On a eu le moustique tigre en 2004, le frelon asiatique en 2005, la pyrale du buis en 2008, maintenant la drosophila suzukii. De quoi s’agit-il ?
Les biologistes et généticiens s’intéressent depuis longtemps à la mouche dite « drosophile » (cela veut dire « qui aime l’humidité »), parce qu’elle est petite (2 ou 3 mm) et se reproduit très vite (une génération tous les quinze jours) : il est donc plus facile d’étudier les lois de l’hérédité chez elle que chez les éléphants. Et comme beaucoup de ces lois sont indépendantes de l’espèce, la mouche drosophile apparaissait comme un vrai bonheur pour le chercheur.

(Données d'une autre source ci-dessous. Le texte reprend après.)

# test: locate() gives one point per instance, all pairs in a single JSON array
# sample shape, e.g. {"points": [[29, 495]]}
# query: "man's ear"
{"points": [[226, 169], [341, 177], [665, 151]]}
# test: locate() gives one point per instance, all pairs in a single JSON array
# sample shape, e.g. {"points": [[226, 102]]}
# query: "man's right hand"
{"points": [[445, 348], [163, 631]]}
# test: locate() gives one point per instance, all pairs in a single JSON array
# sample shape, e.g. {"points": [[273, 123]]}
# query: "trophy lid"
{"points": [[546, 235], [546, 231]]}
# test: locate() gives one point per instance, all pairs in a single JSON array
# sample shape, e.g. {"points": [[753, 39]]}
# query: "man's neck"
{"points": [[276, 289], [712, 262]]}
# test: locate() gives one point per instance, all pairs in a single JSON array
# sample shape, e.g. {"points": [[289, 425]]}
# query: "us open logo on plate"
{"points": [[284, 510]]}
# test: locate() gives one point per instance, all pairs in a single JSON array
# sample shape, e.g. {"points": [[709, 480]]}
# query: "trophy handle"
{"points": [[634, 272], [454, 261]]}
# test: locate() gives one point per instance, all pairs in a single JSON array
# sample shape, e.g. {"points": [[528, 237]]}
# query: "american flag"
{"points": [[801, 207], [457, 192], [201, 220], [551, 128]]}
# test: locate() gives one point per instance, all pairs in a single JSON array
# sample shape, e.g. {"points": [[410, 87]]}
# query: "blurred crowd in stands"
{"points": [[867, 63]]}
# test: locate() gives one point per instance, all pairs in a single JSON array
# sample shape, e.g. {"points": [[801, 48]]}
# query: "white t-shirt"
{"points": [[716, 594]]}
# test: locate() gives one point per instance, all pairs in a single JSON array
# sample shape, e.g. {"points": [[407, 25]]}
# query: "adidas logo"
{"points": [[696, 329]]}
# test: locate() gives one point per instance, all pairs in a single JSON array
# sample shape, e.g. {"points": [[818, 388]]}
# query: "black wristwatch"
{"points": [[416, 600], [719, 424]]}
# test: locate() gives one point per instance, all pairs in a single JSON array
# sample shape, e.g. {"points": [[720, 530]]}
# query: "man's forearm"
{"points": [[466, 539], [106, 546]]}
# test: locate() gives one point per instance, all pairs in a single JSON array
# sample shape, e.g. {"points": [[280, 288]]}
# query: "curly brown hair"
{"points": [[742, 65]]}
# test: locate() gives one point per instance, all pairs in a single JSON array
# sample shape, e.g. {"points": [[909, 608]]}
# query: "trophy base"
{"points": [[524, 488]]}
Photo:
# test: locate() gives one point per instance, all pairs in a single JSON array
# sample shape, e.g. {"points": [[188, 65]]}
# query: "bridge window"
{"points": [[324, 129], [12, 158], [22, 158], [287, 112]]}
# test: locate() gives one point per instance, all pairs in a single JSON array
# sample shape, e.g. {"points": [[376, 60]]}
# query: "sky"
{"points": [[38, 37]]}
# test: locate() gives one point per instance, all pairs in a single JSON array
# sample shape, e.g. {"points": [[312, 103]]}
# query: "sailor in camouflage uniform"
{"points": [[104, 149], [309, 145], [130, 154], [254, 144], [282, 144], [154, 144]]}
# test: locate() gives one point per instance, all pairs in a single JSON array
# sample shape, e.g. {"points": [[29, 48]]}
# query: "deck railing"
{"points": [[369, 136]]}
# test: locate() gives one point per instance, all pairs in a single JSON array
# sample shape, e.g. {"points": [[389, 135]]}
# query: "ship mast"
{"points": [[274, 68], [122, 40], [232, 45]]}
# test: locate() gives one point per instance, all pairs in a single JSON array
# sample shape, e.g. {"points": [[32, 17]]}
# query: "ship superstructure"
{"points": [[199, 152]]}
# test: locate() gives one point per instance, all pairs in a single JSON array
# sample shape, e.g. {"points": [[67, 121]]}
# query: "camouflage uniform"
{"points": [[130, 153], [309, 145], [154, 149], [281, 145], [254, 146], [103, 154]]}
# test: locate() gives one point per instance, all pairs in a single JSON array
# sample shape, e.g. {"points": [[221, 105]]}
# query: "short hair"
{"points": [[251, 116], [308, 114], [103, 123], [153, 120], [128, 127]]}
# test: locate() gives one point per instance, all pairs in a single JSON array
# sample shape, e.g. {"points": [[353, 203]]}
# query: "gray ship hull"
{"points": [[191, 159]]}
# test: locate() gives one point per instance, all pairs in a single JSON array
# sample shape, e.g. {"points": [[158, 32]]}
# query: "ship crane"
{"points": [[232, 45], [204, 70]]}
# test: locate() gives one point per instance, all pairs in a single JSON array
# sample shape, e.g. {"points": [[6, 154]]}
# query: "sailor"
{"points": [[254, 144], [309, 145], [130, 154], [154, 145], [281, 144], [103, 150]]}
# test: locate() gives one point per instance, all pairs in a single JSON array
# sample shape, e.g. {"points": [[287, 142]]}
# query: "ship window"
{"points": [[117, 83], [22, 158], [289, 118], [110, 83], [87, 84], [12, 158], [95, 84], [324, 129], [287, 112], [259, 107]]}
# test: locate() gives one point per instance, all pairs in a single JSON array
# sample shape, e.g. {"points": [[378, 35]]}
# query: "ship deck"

Les drosophiles classiques (dites « melanogaster », c’est-à-dire : au ventre noir) aiment les fruits pourris, leurs larves s’en nourrissent. La suzukii est plus perverse : son organe qui pond les œufs est volumineux et rigide, elle s’en sert comme d’une arme pour percer la peau des fruits sains arrivés à maturité. La larve se développe alors dans le trou, attire les bactéries, les moisissures. Ses fruits favoris sont les cerises, les fraises, les framboises... En 2016, saison certes particulièrement mauvaise, on considère qu’elle a détruit près de 35 % de la production française.

D’où vient-elle ?
Elle vient de Chine, du Japon et de Corée et a été introduite accidentellement par le commerce international, comme les autres espèces invasives. C’est un phénomène analogue à l’arrivée du phylloxéra (venu des États-Unis) dans la seconde moitié du XIXe siècle. Ces invasions sont plus nombreuses aujourd’hui avec la mondialisation, malgré les réglementations et les contrôles.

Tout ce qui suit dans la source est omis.